AI Article Synopsis

  • - The study investigates the role of neuroinflammation in Alzheimer's disease (AD), specifically looking at retinal glial activation in mouse models and human biopsies, hypothesizing increased retinal gliosis in preclinical AD patients compared to controls.
  • - Using optical coherence tomography (OCT), researchers analyzed images from 76 participants, including 22 with preclinical AD and 20 healthy controls, focusing on the surface area of retinal gliosis and retinal nerve fiber layer (RNFL) thickness.
  • - Results indicated significantly greater retinal gliosis in the preclinical AD group compared to controls, suggesting that this retinal change could serve as a potential biomarker for neuroinflammation associated with Alzheimer's disease.

Article Abstract

Purpose: Neuroinflammation plays a significant role in the pathology of Alzheimer's disease (AD). Mouse models of AD and postmortem biopsy of patients with AD reveal retinal glial activation comparable to central nervous system immunoreactivity. We hypothesized that the surface area of putative retinal gliosis observed in vivo using en face optical coherence tomography (OCT) imaging will be larger in patients with preclinical AD versus controls.
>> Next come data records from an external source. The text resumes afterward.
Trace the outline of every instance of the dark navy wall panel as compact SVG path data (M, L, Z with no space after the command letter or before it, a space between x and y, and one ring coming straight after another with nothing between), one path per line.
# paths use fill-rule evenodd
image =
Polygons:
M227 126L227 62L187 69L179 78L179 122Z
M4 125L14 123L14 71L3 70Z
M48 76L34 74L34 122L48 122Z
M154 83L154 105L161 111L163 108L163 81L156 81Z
Methods: The Spectralis II instrument was used to acquire macular centered 20 × 20 and 30 × 25-degrees spectral domain OCT images of 76 participants (132 eyes). A cohort of 22 patients with preclinical AD (40 eyes, mean age = 69 years, range = 60-80 years) and 20 control participants (32 eyes, mean age = 66 years, range = 58-82 years, P = 0.11) were included for the assessment of difference in surface area of putative retinal gliosis and retinal nerve fiber layer (RNFL) thickness. The surface area of putative retinal gliosis and RNFL thickness for the nine sectors of the Early Treatment Diabetic Retinopathy Study (ETDRS) map were compared between groups using generalized linear mixed models.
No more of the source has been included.